La semaine dernière, deux puissants tremblements de terre ont dévasté des villes du sud-est de la Turquie et du nord-ouest de la Syrie, tuant des dizaines de milliers de personnes et laissant de nombreuses autres personnes dans le besoin d’abris et d’aide.

Firat, sa femme Ayten et leurs trois enfants ont réussi à fuir leur maison à temps avec seulement les vêtements qu’ils portaient. Mais leur propriété louée a été détruite et ils vivent maintenant avec environ 40 autres membres de la famille dans quatre tentes.
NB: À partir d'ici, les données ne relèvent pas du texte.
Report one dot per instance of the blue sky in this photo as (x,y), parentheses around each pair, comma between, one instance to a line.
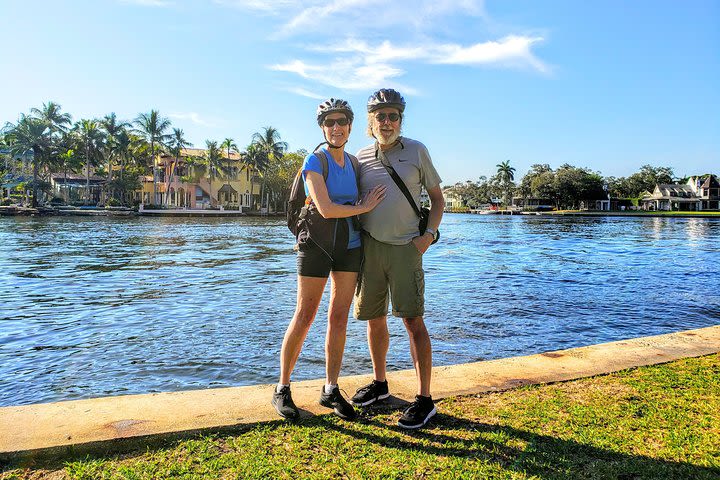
(609,85)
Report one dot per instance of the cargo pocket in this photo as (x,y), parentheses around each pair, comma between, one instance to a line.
(420,286)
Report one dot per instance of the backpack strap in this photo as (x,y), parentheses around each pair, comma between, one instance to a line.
(353,160)
(356,168)
(323,162)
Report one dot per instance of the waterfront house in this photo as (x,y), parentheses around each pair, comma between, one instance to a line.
(73,188)
(189,183)
(707,188)
(533,203)
(699,193)
(452,199)
(672,196)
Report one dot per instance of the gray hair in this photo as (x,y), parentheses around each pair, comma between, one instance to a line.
(371,116)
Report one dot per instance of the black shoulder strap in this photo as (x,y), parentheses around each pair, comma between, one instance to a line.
(356,169)
(401,185)
(323,162)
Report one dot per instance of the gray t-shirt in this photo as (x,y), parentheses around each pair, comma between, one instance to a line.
(394,221)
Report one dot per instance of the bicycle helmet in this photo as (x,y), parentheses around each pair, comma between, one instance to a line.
(386,97)
(333,105)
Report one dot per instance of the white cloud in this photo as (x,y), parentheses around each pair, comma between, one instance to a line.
(512,50)
(316,15)
(277,7)
(305,93)
(355,42)
(343,74)
(148,3)
(193,117)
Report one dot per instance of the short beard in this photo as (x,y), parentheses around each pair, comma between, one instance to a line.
(382,141)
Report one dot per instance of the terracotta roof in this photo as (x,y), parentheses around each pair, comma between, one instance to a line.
(227,188)
(711,182)
(75,176)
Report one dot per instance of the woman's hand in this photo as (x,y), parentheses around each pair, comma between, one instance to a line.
(372,198)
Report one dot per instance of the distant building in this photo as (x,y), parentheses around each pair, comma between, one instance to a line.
(187,184)
(708,190)
(452,199)
(672,196)
(699,193)
(533,203)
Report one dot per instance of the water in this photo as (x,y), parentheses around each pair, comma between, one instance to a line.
(105,306)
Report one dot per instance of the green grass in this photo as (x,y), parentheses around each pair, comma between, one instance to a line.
(659,422)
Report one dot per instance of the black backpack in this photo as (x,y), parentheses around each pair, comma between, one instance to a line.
(298,202)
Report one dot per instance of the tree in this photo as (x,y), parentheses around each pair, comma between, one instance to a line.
(506,175)
(176,145)
(90,138)
(30,135)
(280,176)
(269,143)
(215,163)
(525,188)
(230,147)
(50,114)
(255,160)
(152,127)
(112,128)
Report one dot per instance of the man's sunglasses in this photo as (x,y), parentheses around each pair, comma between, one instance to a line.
(330,122)
(393,117)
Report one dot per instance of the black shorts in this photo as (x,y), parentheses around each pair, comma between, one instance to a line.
(313,262)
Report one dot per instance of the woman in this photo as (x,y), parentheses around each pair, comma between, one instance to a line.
(333,202)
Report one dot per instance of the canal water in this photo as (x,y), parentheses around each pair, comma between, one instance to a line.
(106,306)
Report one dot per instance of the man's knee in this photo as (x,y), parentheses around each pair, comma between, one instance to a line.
(378,324)
(415,325)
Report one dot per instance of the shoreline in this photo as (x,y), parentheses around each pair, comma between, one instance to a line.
(119,423)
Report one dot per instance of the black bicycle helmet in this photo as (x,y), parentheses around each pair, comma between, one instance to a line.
(386,97)
(333,105)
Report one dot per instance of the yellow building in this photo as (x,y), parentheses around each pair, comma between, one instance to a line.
(189,183)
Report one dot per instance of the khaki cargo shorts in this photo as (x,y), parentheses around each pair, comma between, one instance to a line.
(393,268)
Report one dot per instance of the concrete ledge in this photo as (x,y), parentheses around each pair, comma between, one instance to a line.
(103,425)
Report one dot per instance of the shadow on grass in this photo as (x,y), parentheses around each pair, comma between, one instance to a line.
(537,455)
(515,450)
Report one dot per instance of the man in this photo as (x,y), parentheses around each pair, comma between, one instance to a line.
(393,249)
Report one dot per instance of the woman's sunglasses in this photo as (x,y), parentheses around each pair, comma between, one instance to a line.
(393,117)
(331,122)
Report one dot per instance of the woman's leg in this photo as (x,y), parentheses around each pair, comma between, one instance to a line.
(308,300)
(342,291)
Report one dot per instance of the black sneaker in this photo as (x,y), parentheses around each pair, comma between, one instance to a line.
(282,401)
(371,393)
(336,401)
(418,413)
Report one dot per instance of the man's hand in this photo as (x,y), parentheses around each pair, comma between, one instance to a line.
(423,242)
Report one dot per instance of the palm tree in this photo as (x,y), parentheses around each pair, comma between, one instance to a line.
(230,147)
(30,134)
(152,127)
(90,137)
(272,148)
(50,114)
(254,160)
(176,145)
(506,174)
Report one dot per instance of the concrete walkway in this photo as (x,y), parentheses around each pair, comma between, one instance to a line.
(108,424)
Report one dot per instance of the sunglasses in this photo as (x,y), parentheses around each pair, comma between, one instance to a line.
(331,122)
(393,117)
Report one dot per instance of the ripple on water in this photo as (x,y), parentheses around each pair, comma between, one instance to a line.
(118,306)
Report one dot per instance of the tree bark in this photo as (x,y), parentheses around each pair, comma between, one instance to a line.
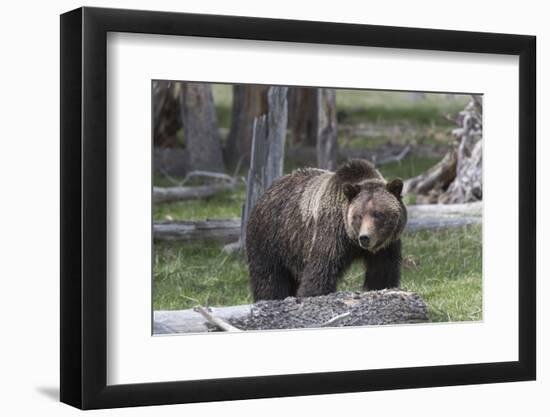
(302,115)
(202,142)
(457,178)
(249,102)
(327,129)
(166,113)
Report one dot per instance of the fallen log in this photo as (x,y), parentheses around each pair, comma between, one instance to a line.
(224,230)
(168,194)
(190,321)
(421,217)
(340,309)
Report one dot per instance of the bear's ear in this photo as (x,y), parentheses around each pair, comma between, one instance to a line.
(351,190)
(395,187)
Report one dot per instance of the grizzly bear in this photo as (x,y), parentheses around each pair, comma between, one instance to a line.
(309,226)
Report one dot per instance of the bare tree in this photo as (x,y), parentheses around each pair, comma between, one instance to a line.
(202,142)
(327,129)
(457,178)
(302,115)
(249,102)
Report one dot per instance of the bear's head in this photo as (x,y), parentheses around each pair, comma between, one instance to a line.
(374,215)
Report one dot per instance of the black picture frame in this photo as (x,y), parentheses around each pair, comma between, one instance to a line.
(84,207)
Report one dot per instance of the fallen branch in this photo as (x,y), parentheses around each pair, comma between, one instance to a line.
(335,319)
(168,194)
(216,321)
(225,230)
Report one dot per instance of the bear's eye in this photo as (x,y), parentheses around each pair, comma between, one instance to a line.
(376,214)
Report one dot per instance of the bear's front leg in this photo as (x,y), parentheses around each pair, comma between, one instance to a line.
(383,267)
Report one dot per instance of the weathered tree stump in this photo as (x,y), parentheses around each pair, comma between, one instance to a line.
(421,217)
(200,124)
(457,178)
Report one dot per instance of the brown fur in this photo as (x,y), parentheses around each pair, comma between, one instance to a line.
(304,231)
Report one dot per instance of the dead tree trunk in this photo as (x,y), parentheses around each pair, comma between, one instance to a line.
(457,178)
(202,142)
(302,115)
(166,113)
(249,102)
(312,122)
(266,156)
(327,129)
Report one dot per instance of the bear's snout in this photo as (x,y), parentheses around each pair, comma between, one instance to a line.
(364,241)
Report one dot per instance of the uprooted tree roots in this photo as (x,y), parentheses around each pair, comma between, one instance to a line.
(457,178)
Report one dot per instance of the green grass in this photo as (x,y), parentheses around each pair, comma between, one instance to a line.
(447,274)
(222,206)
(407,168)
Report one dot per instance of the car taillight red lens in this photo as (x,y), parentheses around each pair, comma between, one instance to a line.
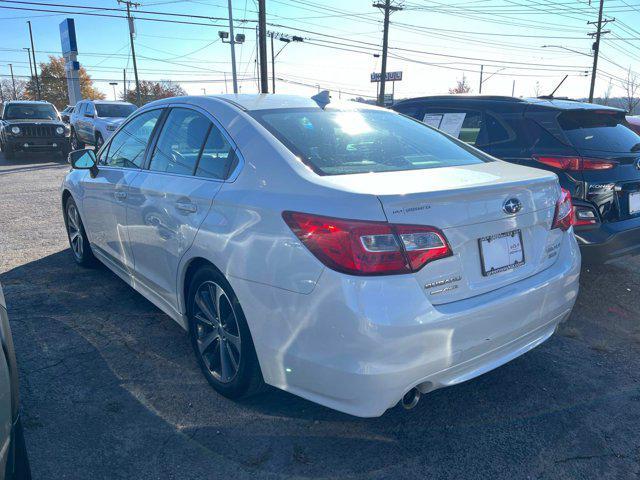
(563,218)
(368,248)
(574,163)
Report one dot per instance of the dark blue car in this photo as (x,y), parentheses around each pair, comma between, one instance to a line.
(590,147)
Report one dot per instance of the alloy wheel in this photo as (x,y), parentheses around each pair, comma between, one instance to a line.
(74,230)
(217,332)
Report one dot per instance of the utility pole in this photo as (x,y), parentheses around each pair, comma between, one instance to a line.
(232,42)
(13,82)
(596,46)
(29,57)
(130,4)
(35,65)
(388,8)
(262,44)
(273,67)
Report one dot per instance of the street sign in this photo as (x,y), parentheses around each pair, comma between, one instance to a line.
(68,36)
(390,77)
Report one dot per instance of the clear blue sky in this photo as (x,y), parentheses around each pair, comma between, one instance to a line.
(433,43)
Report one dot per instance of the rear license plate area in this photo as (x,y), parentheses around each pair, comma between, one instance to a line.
(501,252)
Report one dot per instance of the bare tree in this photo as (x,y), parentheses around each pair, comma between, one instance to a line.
(6,89)
(631,87)
(606,96)
(462,86)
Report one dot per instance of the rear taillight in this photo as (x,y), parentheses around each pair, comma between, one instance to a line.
(368,248)
(574,163)
(563,218)
(584,216)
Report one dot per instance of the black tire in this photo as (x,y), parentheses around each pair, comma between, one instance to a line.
(76,144)
(247,378)
(21,467)
(80,247)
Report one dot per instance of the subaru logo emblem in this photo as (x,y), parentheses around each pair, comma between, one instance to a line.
(512,206)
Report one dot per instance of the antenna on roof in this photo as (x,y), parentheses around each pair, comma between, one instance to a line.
(556,89)
(322,99)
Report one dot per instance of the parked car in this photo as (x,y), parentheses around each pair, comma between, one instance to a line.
(342,252)
(65,115)
(634,123)
(14,461)
(32,126)
(590,147)
(94,121)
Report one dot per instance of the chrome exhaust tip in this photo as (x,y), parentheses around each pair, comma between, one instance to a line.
(411,399)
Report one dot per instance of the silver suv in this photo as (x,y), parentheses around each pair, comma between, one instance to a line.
(94,121)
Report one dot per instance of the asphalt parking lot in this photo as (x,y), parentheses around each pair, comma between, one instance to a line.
(110,388)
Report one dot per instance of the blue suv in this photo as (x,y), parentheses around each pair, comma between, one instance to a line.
(591,148)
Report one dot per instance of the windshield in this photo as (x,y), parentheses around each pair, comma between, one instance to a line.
(600,130)
(339,142)
(116,111)
(27,111)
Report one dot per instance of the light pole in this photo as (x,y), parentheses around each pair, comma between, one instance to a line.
(286,41)
(29,57)
(113,84)
(232,40)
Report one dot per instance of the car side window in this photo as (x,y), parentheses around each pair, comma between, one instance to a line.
(467,126)
(218,156)
(127,147)
(180,142)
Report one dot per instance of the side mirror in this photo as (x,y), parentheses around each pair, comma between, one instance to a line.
(84,160)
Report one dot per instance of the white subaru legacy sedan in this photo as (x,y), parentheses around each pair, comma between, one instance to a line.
(341,252)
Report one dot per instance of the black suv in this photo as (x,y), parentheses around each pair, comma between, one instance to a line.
(32,126)
(590,147)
La toile de tente, les tapis et les couvertures des autorités constituent la seule isolation contre le froid à Adıyaman, où il est récemment tombé en dessous de zéro la nuit. La famille possède un poêle à bois, mais le vent renvoie souvent de la fumée dans la tente, et lorsqu’ils éteignent le feu, les enfants tombent malades. Ils craignent les voleurs et ont entendu des histoires de personnes kidnappant des enfants, alors un membre de la famille reste éveillé toute la nuit pour surveiller.

« Nos enfants sont terrifiés – tout leur fait peur », a déclaré Ayten. « Ils ne veulent pas être hors de notre vue. »

La tour de l’horloge d’Adiyaman figée dans le temps [Patrick Keddie/Al Jazeera]

Au centre d’Adiyaman, une tour de l’horloge est gelée à 4 h 17, lorsque le tremblement de terre initial de magnitude 7,8 a frappé le 6 février. Quelques heures plus tard, un tremblement de terre de magnitude 7,6 a aggravé le carnage.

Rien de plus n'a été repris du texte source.